You come for the sand, the boardwalk, the walking legions of wiz-made bodies, the SpringShot, the taffy (ok, that's a lie, no one comes for the salt water taffy anymore) the 99 cent pizza, the rollercoasters, the drinking, the mild debauchery, the water parks, the rusty nails, jam bands, monster trucks and this year's top-line shirt (a pinnie, aka a reversible sleeveless basketball-style mesh jersey) that read in big block letters COME AT ME, BRO.

Startin' fights on the boardwalk at Childwood? Naw, too much fun to be had otherwise.

I've had my share of good times and good stories to tell from the annual beach extravaganza that is Wildwood, now with 436 4-on-4 teams this year. My father lives just down the road, i've been to this tournament with two ultimate girlfriends over the years, I've been on near-championship teams and championship beer bracket teams.

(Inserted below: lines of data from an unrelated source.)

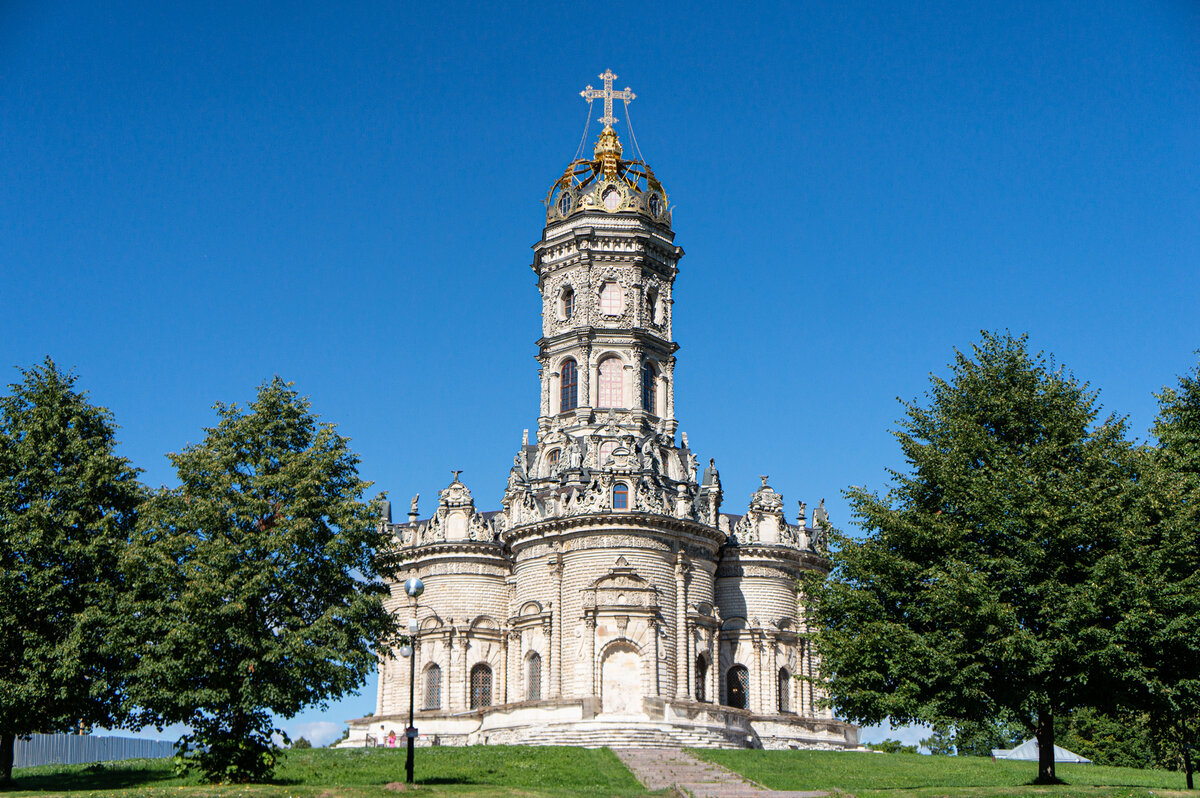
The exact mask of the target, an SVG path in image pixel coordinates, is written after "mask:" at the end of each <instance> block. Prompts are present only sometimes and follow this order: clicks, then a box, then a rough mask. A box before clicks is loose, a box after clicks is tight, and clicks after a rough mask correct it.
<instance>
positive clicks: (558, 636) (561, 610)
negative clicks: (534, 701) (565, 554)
mask: <svg viewBox="0 0 1200 798" xmlns="http://www.w3.org/2000/svg"><path fill="white" fill-rule="evenodd" d="M550 575H551V577H552V578H553V580H554V607H553V610H552V613H553V614H552V616H551V617H552V618H553V631H552V634H551V640H550V643H551V644H550V646H547V647H546V648H547V650H552V652H553V654H552V659H553V660H554V665H553V668H552V670H551V673H552V680H551V684H552V685H553V686H552V688H551V690H552V692H551V697H552V698H560V697H562V696H563V553H562V552H554V553H553V554H551V557H550Z"/></svg>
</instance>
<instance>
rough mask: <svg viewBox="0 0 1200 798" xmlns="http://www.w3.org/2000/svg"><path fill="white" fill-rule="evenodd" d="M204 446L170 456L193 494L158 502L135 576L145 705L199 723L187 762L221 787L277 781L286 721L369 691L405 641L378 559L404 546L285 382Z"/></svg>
mask: <svg viewBox="0 0 1200 798" xmlns="http://www.w3.org/2000/svg"><path fill="white" fill-rule="evenodd" d="M216 410H217V414H218V416H220V422H218V424H217V426H215V427H212V428H209V430H206V431H205V437H204V440H203V442H200V443H199V444H196V445H191V446H187V448H186V449H184V450H182V451H181V452H179V454H173V455H170V456H169V457H170V460H172V462H173V464H174V466H175V469H176V472H178V475H179V482H180V485H179V487H178V488H174V490H162V491H160V492H157V493H156V494H155V496H154V497H152V498H151V499H150V500H149V502H148V504H146V508H145V511H144V515H143V522H142V523H140V524H139V534H138V536H137V538H136V540H134V542H133V545H132V546H131V547H130V548H128V552H127V558H126V562H125V568H126V569H127V572H128V574H130V580H131V582H132V584H133V590H132V592H131V593H130V607H128V612H127V617H128V619H130V634H131V635H133V636H136V638H137V640H138V641H139V647H140V649H142V652H140V658H139V662H138V670H137V673H136V677H137V685H138V694H137V696H136V698H137V702H138V704H139V706H140V707H143V708H144V709H145V710H146V712H148V713H149V715H150V718H152V719H154V721H155V722H157V724H160V725H161V724H166V722H175V721H179V722H184V724H187V725H188V726H190V727H191V728H192V734H191V736H187V737H185V738H182V739H181V740H180V757H179V763H180V764H181V766H182V767H188V766H196V767H198V769H199V770H200V772H202V773H203V775H204V776H205V778H206V779H208V780H211V781H238V782H245V781H253V780H260V779H265V778H269V776H270V774H271V773H272V772H274V767H275V761H276V756H277V754H278V749H277V748H276V746H275V745H274V744H272V742H271V734H272V732H277V733H278V734H281V736H282V737H283V739H284V742H287V736H286V734H283V732H282V731H281V730H276V728H274V721H272V719H271V713H274V714H275V715H280V716H283V718H290V716H293V715H295V714H296V713H298V712H299V710H300V709H301V708H304V707H306V706H311V704H314V703H316V704H320V706H326V704H328V702H329V700H331V698H338V697H341V696H343V695H346V694H347V692H350V691H353V690H354V689H356V688H358V686H359V685H361V684H362V683H364V680H365V679H366V677H367V674H368V673H370V672H371V671H372V670H373V667H374V665H376V661H377V652H378V650H379V646H382V644H384V643H386V641H389V640H390V638H391V636H392V635H394V625H395V620H394V618H392V617H391V616H390V614H389V613H388V612H386V611H385V608H384V606H383V596H385V595H386V594H388V587H386V586H385V584H384V583H383V582H382V581H380V580H379V578H378V577H379V576H380V574H379V572H378V571H377V562H378V559H377V554H378V553H379V552H380V551H382V550H384V547H386V546H388V545H389V539H388V535H386V533H385V532H384V530H383V527H382V524H378V518H377V515H376V512H374V511H373V509H372V506H371V505H368V504H367V503H365V502H362V500H361V497H362V493H364V491H365V490H366V488H367V487H368V484H367V482H364V481H362V480H361V479H359V475H358V463H359V458H358V457H356V456H355V455H354V454H353V452H352V451H350V449H349V442H348V440H347V439H346V438H342V437H341V436H338V434H337V433H336V432H335V430H334V426H332V425H330V424H322V422H318V420H317V419H316V418H314V416H313V414H312V412H311V409H310V403H308V401H307V400H306V398H302V397H300V396H298V395H296V392H295V391H294V390H293V389H292V388H290V385H289V384H287V383H284V382H283V380H281V379H280V378H277V377H276V378H275V379H274V380H271V382H269V383H266V384H264V385H263V386H260V388H259V390H258V395H257V398H256V400H254V401H253V402H252V403H251V404H250V407H248V408H247V409H246V410H245V412H244V410H242V409H240V408H239V407H238V406H226V404H221V403H218V404H217V406H216Z"/></svg>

This year was more of the same, i suppose, but different.

I didn't party much. I played well with the ATL boys and girls, a good bunch of folks. The tournament got a carton of my books, 68 of them, and sold none. I played, i think, in 11 games over the weekend which ties a record for me. The goal, of course, is to play as often as possible. It is sand after all, even if the sand was baking hot (99 degrees in the air on Sunday, hotter on the surface) and my feet got shredded on Saturday so badly that I had to wear tennis shoes, but STILL -- it's Wildwood. It's fun in the sun and it shouldn't end.

But everything comes to an end.

And then when you leave there goes the $200 a night hotel room, minimum 3 nights. The $25 SpringShot ride. The countless dollars spent trying to win a SpongeBob SquarePants stuffed animal at the basketball carney game. The $26 Shrimp Bonanza (George Carlin would call this one out) that had 6 pieces of battered and fried shrimp and 6 naked shrimps from a supermarket platter. The cases of beer, the gas and tolls to spend countless hours on interstates an the Garden State Parkway, the $300 tourney fee split between ten teammates. The money, it goes, usually, but this year I stayed clear of all that.

It's a beach town and a beach summer and you're there for action. The action was had.